Carl Axel Mikael Darvik (born 26 June 1982) is a Swedish liberal politician and engineer. He served as a Member of the Riksdag for Gothenburg Municipality between 2002 and 2006 for the Liberal Party, and since 2021 he has been a city commissioner (kommunalråd) in Gothenburg.

== Political career ==

=== Riksdag (2002–2006) ===
Darvik was elected to the Riksdag in the 2002 Swedish general election. He represented the Gothenburg Municipality constituency and served as a deputy member of the Committee on Education and the Committee on Cultural Affairs.

=== City of Gothenburg (2021– ) ===
In early 2021 Darvik was appointed city commissioner responsible for primary education and served as chair of the Primary School Committee (grundskolenämnden). After the 2022 change of power in Gothenburg he continued as an opposition city commissioner. As of 2024–2026 he is a member of the City Executive Board, its working committee and the personnel committee, and Gothenburg’s representative in the Eurocities Digital Forum.
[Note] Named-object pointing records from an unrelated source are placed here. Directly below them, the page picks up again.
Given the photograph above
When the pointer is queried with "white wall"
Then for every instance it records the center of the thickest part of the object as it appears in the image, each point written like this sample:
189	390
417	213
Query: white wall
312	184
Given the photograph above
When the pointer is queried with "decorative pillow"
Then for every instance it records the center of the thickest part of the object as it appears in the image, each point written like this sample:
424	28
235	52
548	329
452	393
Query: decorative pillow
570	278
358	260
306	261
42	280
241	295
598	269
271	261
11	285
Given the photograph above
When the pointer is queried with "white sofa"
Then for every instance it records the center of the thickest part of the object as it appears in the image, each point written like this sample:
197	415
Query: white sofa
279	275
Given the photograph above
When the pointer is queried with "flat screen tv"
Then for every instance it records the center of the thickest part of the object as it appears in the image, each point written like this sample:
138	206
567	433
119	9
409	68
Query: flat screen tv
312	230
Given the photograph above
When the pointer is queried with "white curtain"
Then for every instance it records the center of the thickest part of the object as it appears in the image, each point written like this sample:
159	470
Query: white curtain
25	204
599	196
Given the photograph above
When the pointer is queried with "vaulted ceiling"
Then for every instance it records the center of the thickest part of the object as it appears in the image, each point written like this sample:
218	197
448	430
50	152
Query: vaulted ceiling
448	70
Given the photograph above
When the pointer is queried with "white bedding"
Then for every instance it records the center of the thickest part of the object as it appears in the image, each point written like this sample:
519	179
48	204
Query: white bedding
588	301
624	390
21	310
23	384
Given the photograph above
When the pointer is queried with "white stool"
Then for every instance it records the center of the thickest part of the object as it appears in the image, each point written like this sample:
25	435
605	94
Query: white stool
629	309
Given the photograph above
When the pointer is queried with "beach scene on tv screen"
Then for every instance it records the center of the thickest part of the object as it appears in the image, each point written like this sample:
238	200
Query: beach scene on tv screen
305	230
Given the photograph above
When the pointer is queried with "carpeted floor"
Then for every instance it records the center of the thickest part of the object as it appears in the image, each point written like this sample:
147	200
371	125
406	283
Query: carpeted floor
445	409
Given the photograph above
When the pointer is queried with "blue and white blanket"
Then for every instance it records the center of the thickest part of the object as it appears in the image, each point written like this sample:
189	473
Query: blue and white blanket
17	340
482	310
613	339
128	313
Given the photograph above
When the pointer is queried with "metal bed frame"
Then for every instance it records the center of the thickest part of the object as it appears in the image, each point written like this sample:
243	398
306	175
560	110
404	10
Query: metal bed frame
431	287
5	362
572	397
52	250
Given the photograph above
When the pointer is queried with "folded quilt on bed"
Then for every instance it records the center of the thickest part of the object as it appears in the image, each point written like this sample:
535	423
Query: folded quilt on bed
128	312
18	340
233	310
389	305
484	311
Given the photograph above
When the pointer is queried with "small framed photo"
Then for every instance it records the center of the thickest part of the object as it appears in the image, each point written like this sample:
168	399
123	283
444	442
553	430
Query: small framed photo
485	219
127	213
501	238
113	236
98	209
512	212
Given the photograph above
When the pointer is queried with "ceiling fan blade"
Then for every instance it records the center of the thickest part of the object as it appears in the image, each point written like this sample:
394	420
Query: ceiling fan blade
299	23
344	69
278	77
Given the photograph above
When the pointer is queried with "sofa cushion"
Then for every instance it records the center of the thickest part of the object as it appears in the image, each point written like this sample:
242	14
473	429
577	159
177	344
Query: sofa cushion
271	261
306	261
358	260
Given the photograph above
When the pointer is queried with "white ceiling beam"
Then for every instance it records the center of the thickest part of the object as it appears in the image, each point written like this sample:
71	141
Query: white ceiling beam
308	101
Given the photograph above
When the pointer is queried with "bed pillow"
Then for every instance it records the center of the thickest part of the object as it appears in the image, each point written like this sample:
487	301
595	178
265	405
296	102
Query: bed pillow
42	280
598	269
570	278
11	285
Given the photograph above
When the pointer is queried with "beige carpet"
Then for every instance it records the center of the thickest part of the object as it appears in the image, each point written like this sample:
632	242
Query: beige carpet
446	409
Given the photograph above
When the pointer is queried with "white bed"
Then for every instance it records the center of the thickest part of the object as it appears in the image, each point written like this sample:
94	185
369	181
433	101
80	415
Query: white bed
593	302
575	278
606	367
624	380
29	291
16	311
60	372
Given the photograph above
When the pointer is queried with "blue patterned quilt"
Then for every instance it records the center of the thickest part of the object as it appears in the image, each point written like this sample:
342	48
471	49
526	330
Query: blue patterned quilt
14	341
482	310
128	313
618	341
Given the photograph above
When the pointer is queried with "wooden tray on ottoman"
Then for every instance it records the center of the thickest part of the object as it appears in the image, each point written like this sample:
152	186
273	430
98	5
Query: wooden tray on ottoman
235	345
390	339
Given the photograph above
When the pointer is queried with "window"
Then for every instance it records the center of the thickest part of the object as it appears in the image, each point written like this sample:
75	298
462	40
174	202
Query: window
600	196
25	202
== Policy issues and debate ==
As school commissioner in 2021, Darvik fronted the launch of a municipal Teacher Academy to support professional development for teachers in Gothenburg’s compulsory schools.

In 2021 Gothenburg withheld municipal funding to the independent school Römosseskolan amid concerns over governance and leadership suitability. The Swedish Schools Inspectorate later revoked the school’s authorisation; in 2022 the Court of Appeal (Kammarrätten) upheld the revocation.

In 2024 Darvik and the Liberal Party in Gothenburg appealed a municipal decision to boycott goods from certain states; the Administrative Court (Förvaltningsrätten) first suspended and later annulled the decision, holding that such a boycott constituted an impermissible foreign-policy statement at municipal level.

In 2025 Darvik pressed for greater transparency regarding the controversial Karlastaden property deal, requesting access to valuation documents; the municipal housing group Framtiden AB declined his request citing potential harm to the company.

== Party organisation ==
Darvik was elected to the Liberal Party’s national executive committee (partistyrelsen) at the 2019 party congress and subsequently formed part of the party leadership constituted after the congress.

== Education and professional life ==
Darvik holds an MSc in Industrial Engineering and Management from the Chalmers University of Technology (2012).